KPIs can also provide a mechanism to motivate, and possibly remunerate staff, without needing to show them full financial information, which may be confidential or deemed too sensitive to release.

Measure and Adapt

The use of KPIs can help you measure the effect of different initiatives, to ensure maximum value and lessons are extracted. For example, for an online retailer the number of website hits is crucial, therefore tracking unique visits can help assess and compare the impact of different marketing campaigns such as Google AdWords or social media.

Good KPIs

KPIs will differ from business to business and can depend on a number of factors, including specific industry, stage of life cycle, strategic initiatives, and customer engagement model.

Your business may have a vision, mission, BHAG (Big Hairy Audacious Goal) or Single Organising Idea. Putting KPIs around these gives you a greater ability to drive aligned activities.

Keep KPIs to a minimum. There can be a desire to measure and report against many things. However when you boil it down you find that there are usually a few things that have the most effect. Define these, measure them and report against them.

KPIs can be a great tool to help achieve your business goals, but every KPI that you add takes time to measure and report on. Your KPIs should be clear and succinct otherwise you are diluting your business focus and diverting your peoples’ energies.


A good reporting tool is needed, so that capturing and reporting against KPIs is simple and in real-time. If it takes too long or is too complicated to calculate, then it will not be effective. Good tools can report financial as well as non-financial data.

Our Staples Rodway Real Time Reports, for example, can incorporate financial data such as sales, gross margins and other key metrics, straight from your financial system, and non-financial data from websites or via uploads.

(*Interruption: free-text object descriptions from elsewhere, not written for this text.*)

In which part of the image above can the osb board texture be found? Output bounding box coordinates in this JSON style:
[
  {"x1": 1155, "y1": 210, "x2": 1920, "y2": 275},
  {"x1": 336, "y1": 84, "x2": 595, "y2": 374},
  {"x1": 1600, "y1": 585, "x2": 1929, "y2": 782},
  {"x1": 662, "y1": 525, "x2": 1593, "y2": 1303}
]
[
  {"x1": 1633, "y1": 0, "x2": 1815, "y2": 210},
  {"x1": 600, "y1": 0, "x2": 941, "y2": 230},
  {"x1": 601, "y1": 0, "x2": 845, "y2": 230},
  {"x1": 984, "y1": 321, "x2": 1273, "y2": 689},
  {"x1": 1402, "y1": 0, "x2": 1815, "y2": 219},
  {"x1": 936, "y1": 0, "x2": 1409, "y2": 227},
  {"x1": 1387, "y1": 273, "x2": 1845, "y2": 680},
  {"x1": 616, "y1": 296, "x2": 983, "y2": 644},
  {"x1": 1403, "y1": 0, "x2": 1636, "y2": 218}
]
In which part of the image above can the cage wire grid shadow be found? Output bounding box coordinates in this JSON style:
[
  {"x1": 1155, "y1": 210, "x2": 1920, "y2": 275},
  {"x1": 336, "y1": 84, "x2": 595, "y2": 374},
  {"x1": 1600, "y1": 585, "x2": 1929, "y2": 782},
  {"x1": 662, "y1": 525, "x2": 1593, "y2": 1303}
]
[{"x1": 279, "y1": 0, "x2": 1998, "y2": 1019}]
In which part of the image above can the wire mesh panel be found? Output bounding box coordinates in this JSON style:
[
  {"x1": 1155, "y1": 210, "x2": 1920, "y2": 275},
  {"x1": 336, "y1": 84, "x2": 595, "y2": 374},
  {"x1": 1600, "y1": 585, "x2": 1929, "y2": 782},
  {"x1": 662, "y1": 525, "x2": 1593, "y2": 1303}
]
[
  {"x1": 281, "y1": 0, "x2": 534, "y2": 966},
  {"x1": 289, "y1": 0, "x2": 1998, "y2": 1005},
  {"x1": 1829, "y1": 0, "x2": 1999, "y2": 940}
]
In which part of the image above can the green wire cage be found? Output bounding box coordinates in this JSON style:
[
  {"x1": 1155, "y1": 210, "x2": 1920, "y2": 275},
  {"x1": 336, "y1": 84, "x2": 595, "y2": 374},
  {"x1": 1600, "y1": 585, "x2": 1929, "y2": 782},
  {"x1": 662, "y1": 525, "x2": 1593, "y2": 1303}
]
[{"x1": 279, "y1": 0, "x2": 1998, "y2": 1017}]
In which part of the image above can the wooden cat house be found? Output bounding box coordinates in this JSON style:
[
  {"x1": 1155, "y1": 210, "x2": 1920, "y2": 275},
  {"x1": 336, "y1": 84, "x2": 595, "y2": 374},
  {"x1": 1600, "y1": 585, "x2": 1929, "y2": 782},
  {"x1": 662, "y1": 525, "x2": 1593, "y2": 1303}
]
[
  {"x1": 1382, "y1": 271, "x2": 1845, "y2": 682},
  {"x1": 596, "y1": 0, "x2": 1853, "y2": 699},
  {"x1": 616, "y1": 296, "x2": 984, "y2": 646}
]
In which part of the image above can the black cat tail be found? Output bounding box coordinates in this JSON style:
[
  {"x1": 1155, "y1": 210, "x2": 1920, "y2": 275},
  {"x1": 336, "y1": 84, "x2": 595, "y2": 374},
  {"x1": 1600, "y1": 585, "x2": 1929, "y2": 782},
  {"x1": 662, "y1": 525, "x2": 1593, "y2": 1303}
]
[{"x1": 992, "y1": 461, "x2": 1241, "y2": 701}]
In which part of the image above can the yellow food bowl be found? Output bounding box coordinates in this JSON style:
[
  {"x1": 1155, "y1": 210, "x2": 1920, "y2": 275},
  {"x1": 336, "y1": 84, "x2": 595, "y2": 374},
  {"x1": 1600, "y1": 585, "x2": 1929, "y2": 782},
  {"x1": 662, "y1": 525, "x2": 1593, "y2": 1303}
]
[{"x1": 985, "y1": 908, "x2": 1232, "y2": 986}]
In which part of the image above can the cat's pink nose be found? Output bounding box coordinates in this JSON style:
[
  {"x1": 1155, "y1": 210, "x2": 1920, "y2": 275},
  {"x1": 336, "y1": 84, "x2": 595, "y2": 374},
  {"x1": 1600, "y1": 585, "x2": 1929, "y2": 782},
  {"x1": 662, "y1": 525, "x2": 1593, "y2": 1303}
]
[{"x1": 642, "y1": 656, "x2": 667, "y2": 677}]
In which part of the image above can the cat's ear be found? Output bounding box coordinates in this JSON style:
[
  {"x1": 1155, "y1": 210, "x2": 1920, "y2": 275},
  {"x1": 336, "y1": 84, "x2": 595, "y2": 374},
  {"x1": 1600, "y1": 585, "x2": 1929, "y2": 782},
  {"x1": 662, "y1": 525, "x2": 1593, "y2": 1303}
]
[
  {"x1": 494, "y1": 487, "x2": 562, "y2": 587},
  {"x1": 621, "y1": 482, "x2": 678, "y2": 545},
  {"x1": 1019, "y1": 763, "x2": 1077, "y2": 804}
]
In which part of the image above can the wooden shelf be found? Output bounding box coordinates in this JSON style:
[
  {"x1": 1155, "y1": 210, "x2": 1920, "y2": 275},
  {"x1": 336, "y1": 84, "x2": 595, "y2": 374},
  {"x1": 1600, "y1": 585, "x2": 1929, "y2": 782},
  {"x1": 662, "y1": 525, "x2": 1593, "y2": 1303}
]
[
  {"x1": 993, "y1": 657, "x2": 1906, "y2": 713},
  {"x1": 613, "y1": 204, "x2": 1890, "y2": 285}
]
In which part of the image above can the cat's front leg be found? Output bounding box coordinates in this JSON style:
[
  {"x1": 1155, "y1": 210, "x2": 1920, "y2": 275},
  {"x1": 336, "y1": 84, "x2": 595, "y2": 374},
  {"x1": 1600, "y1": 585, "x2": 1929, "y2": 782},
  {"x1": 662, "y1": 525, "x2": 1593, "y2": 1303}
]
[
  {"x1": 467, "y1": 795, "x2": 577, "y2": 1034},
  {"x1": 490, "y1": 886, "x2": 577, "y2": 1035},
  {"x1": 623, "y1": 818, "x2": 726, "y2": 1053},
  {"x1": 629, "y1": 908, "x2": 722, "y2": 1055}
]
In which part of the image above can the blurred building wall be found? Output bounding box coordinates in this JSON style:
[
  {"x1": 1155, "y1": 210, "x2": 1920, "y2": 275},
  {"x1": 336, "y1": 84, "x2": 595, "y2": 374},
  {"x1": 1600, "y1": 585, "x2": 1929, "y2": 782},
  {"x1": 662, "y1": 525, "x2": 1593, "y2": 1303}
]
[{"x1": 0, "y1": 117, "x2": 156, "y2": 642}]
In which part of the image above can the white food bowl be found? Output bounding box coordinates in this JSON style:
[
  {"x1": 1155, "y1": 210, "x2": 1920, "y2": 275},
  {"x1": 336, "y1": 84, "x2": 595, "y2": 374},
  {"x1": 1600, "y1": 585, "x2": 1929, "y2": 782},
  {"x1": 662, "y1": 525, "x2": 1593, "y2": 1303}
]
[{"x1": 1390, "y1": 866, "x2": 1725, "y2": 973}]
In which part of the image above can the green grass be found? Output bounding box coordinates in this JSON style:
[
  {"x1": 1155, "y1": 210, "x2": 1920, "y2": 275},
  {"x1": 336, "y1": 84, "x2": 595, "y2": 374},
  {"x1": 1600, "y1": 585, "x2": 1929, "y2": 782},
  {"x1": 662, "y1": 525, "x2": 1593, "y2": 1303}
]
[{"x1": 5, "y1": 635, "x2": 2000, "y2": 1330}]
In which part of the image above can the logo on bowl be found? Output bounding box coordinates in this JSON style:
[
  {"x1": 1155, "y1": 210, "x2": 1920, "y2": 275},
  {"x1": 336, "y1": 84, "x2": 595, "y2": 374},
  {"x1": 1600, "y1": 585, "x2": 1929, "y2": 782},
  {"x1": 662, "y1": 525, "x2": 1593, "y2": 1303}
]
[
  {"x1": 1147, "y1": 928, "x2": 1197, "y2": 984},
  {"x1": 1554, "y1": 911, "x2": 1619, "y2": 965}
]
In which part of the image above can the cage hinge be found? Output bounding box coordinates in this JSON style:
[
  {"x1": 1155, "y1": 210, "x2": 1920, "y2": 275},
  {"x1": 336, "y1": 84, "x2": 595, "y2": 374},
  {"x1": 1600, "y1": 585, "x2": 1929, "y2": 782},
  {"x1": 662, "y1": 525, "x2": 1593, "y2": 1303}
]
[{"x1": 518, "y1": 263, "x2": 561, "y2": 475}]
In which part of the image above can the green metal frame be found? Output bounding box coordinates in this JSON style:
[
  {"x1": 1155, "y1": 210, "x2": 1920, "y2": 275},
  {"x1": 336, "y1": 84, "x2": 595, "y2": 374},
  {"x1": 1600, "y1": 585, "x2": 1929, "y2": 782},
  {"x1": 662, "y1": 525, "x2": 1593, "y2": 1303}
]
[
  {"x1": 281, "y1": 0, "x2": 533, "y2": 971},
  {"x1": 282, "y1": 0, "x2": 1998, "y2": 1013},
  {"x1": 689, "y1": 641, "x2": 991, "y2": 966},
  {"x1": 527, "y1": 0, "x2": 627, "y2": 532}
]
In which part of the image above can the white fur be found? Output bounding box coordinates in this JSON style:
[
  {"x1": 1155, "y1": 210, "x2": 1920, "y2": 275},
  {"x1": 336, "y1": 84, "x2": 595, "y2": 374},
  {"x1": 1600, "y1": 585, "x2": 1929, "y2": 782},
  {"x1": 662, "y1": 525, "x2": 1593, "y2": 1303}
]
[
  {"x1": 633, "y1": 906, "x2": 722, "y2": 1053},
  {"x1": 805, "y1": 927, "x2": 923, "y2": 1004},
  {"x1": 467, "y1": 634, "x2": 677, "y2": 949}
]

Technology also enables greater comparison of your business KPIs (although largely financial) to those of like businesses. This helps you establish what “normal” or “good” is and how others are tracking.


This may seem simple (the best KPIs often are) but can have a massive effect on your business. The very process of selecting appropriate KPIs assists the business focus on what is really important, and what needs to be done to be successful.

At Staples Rodway we have experience at identifying appropriate KPIs and implementing mechanisms to capture and track performance against them. Talk to your local advisor or contact Mark Kingsford, one of our Auckland Directors, on (09) 373 1125.


When working with the board of a chain of real estate agencies, obviously the number of house sales is a critical indicator of financial success. Therefore our first step of establishing a KPI framework was effective reporting on house sales and the method of sale – auction or by negotiation.

However, we quickly realised that the volume of house sales was hugely dependent on the number of listings held. Sales was in fact a lagging indicator.

Based on an expected conversion rate we could, based on opening listings, calculate how many sales would cover the following months. This gave us great insight as to expected profitability and future cash flows. It allowed us to more proactively manage the business. Listings was the leading indicator.

Based on this information the branch manager’s functions altered from trying, largely unsuccessfully, to drive agent behaviour towards sales, to driving behaviour conducive to obtaining listings and measuring and reporting on these initiatives. The agency was more successful in terms of sales and gained market share and profitability as a result.